The responses of 279 final year medical students was analyzed (70% response rate). The majority (53%) was male and the mean age 23.9 ± 1.4 years. Only 13% of students felt confident to manage hypovolemic shock and 15% could recognize the signs of a threatened airway. One third of the students (29%) correctly identified the critical level of lactic acid in shock and less than 2% of the sample responded correctly to all the questions related to the formal assessment of critically ill patients. Lectures were the main source of information in acute care. More than two-thirds (46%) of the sample indicated that they received tuition in critical care, however the total duration spent in a critical care rotation or teaching was 1 day or less. The medical students, who completed their training with a Problem-Based Learning curriculum, had a higher knowledge base and were more confident in many critical care concepts.

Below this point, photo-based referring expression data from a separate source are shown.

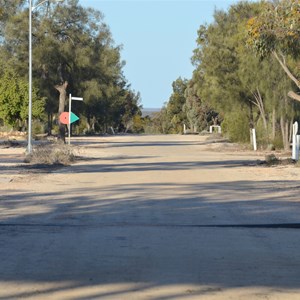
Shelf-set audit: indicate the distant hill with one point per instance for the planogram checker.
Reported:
(149, 111)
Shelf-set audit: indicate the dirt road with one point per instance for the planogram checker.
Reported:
(150, 217)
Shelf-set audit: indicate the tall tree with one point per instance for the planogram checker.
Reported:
(276, 31)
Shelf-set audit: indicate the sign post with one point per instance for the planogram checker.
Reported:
(71, 115)
(294, 142)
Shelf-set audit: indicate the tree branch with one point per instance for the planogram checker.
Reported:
(286, 70)
(294, 96)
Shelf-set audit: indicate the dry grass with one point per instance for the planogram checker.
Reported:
(51, 154)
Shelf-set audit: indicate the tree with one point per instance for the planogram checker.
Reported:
(73, 52)
(276, 31)
(174, 109)
(14, 100)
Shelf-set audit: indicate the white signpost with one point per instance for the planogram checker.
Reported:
(254, 139)
(295, 142)
(70, 114)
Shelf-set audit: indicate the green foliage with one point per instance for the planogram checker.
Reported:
(174, 110)
(14, 99)
(235, 127)
(73, 52)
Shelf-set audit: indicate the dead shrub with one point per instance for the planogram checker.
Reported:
(51, 154)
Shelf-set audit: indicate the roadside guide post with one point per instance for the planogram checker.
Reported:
(295, 142)
(68, 118)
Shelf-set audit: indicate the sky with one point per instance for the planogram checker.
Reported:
(158, 38)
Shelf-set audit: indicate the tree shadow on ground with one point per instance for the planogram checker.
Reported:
(120, 240)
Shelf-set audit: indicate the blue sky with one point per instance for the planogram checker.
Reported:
(158, 39)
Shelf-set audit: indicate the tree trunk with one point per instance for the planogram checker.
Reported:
(273, 124)
(62, 89)
(284, 124)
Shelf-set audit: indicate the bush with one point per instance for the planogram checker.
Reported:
(51, 154)
(236, 127)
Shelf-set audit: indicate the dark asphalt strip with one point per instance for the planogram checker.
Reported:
(254, 226)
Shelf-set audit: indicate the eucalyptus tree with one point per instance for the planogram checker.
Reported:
(14, 99)
(73, 52)
(276, 31)
(175, 113)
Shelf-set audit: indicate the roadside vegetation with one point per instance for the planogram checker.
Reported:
(246, 74)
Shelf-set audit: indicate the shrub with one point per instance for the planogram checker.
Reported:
(51, 154)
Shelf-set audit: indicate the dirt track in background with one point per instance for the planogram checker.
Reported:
(149, 217)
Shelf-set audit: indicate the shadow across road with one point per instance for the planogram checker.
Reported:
(135, 239)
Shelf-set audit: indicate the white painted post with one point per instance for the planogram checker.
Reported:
(69, 125)
(254, 139)
(294, 142)
(297, 147)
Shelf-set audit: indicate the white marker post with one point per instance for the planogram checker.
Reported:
(254, 139)
(294, 142)
(70, 104)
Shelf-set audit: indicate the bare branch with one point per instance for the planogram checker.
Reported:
(294, 96)
(286, 70)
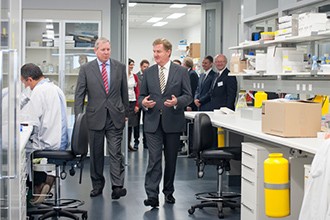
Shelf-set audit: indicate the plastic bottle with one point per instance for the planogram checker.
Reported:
(259, 97)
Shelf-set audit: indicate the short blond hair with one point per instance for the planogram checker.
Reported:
(101, 40)
(166, 44)
(188, 62)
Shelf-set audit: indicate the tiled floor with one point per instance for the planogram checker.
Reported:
(131, 206)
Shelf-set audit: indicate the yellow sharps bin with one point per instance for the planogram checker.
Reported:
(276, 186)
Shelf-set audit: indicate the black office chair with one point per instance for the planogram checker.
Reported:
(202, 145)
(57, 206)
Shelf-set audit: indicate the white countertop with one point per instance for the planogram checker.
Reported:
(252, 128)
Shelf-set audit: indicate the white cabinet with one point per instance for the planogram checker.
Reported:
(59, 47)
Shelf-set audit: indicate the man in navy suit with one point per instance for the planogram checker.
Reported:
(104, 81)
(164, 95)
(223, 90)
(204, 85)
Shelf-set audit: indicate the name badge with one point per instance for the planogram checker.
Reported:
(220, 83)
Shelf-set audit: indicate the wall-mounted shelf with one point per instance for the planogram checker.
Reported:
(315, 36)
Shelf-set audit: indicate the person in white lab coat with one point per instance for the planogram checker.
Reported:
(46, 111)
(316, 202)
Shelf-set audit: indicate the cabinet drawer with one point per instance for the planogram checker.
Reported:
(249, 192)
(247, 213)
(249, 159)
(249, 172)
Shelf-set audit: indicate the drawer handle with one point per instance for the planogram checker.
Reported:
(248, 154)
(249, 181)
(248, 208)
(247, 167)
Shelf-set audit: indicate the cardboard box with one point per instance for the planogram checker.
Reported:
(291, 118)
(236, 64)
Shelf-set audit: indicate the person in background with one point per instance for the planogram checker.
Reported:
(223, 90)
(204, 84)
(176, 61)
(104, 81)
(193, 76)
(46, 108)
(133, 108)
(144, 64)
(164, 94)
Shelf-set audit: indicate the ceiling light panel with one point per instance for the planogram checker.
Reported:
(154, 19)
(159, 24)
(178, 5)
(175, 15)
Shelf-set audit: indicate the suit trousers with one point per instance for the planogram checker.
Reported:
(155, 142)
(137, 130)
(114, 138)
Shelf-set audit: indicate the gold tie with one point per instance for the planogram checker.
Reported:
(162, 79)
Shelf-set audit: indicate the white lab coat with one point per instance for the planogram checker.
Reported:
(44, 112)
(316, 200)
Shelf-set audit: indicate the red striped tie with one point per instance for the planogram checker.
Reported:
(105, 78)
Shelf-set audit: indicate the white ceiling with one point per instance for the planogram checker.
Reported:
(139, 14)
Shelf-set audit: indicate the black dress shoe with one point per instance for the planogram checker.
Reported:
(130, 148)
(118, 192)
(153, 202)
(169, 199)
(136, 146)
(95, 192)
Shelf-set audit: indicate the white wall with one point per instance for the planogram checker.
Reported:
(140, 42)
(231, 25)
(79, 5)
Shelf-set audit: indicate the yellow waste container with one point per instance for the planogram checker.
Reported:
(276, 186)
(258, 98)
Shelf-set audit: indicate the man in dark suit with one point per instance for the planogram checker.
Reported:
(204, 85)
(165, 92)
(224, 88)
(104, 81)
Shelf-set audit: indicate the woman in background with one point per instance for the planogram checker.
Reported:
(133, 94)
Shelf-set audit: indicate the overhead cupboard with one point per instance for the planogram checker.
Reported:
(297, 60)
(59, 46)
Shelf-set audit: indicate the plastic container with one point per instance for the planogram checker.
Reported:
(258, 98)
(276, 186)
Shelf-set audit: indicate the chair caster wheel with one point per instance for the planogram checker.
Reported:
(84, 216)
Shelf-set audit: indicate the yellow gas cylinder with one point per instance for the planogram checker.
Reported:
(325, 103)
(258, 98)
(276, 186)
(221, 138)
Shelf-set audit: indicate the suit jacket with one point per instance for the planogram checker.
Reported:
(90, 83)
(193, 84)
(178, 84)
(202, 92)
(140, 77)
(223, 92)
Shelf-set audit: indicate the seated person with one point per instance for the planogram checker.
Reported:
(46, 111)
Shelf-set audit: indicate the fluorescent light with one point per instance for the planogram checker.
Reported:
(131, 4)
(176, 15)
(178, 5)
(154, 19)
(159, 24)
(49, 26)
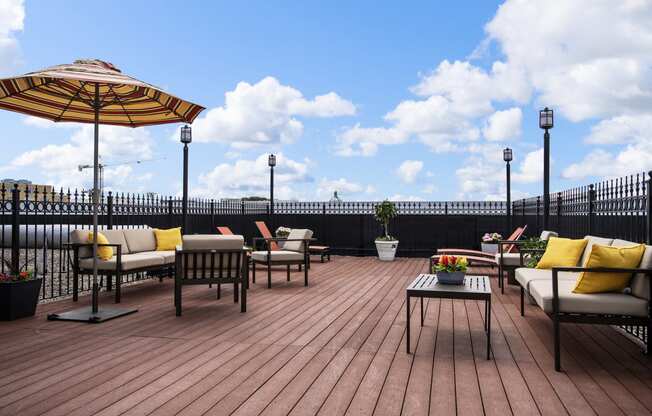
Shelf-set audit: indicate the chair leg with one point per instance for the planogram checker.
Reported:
(555, 322)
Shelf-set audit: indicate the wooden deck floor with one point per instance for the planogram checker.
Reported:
(334, 348)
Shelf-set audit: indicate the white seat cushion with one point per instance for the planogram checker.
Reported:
(599, 303)
(297, 234)
(140, 239)
(280, 255)
(129, 262)
(525, 276)
(511, 259)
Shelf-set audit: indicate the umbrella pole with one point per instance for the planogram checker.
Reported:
(96, 152)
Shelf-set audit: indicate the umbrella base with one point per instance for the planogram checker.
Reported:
(87, 315)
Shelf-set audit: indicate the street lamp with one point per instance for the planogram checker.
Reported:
(271, 161)
(507, 157)
(546, 123)
(186, 138)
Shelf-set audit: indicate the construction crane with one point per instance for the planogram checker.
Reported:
(101, 167)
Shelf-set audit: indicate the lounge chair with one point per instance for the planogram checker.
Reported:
(294, 251)
(208, 259)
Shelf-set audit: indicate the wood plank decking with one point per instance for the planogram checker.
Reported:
(334, 348)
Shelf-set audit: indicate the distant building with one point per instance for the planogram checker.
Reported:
(31, 191)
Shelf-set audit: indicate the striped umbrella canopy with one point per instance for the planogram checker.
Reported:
(93, 91)
(68, 93)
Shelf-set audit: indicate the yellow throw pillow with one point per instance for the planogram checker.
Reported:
(167, 240)
(104, 253)
(605, 256)
(562, 252)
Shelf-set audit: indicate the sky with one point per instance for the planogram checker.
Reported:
(374, 99)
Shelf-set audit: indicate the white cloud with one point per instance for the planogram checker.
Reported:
(58, 163)
(251, 178)
(12, 16)
(503, 125)
(409, 170)
(265, 113)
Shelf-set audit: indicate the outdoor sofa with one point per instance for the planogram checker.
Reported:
(551, 290)
(134, 251)
(212, 259)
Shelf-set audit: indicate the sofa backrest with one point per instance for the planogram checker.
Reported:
(640, 284)
(230, 245)
(140, 239)
(593, 240)
(297, 234)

Only 6.5% choose critical care as their likely future career.

Conclusion:

Medical undergraduates in PBL have an overall better knowledge on key concepts and assessment tools applicable to evaluating and managing critically ill patients compared to students in TBL. However the gap in knowledge and confidence in assessing ill patients in both groups is evident. Critical care was not chosen as a preferred future career in all surveyed students. There is a need for institutional support and endorsement of undergraduate critical care exposure and education in Saudi Universities both to better prepare medical students for their imminent post-graduates exposure to ill patients and to help in closing the gap in critical care physicians through promoting the specialty.



中文翻译:

最后一年的医学生对重症监护核心概念的知识和信心,基于问题的学习与传统课程的比较

背景:

医学本科生应该准备好认识到威胁生命的危急情况。本科医学课程开发以纳入更多重症监护教育是一项基本要求。基于问题的学习课程在为医学本科生提供更集中的重症监护教育方面具有潜在优势。

目标:

我们旨在评估最后一年医学生在基于问题的学习 (PBL) 课程中与基于传统(讲座)的学习课程中的关键重症监护概念的知识和信心。我们还旨在评估本科生在医学教育和培训期间对重症监护教育的满意度。

材料和方法:

这是一份横断面匿名自我管理调查问卷,由来自沙特三所医学院的两组最后一年的医学生(PBL 和 TBL)完成,旨在评估本科生接触重症监护的程度及其对重症监护评估的知识参数。

结果:

分析了 279 名最后一年医学生的反应(反应率为 70%)。大多数 (53%) 为男性,平均年龄为 23.9 ± 1.4 岁。只有 13% 的学生有信心应对低血容量性休克,15% 的学生能够识别出气道受到威胁的迹象。三分之一(29%)的学生正确识别了休克中乳酸的临界水平,只有不到2%的样本正确回答了与危重患者正式评估相关的所有问题。讲座是急症护理的主要信息来源。超过三分之二 (46%) 的样本表示他们接受了重症监护的学费,但在重症监护轮换或教学中花费的总时间为 1 天或更短。通过基于问题的学习课程完成培训的医学生,拥有更高的知识基础,并且对许多重症监护概念更有信心。只有 6.5% 的人选择重症监护作为他们未来可能的职业。

结论:

与 TBL 的学生相比,PBL 的医学本科生对适用于评估和管理危重病人的关键概念和评估工具有更好的了解。然而,两组在评估患病患者方面的知识和信心差距是显而易见的。在所有接受调查的学生中,重症监护并未被选为未来的首选职业。沙特大学需要机构支持和认可本科重症监护接触和教育,以更好地为医学生为即将到来的研究生接触患病患者做好准备,并通过促进专业帮助缩小重症监护医生的差距.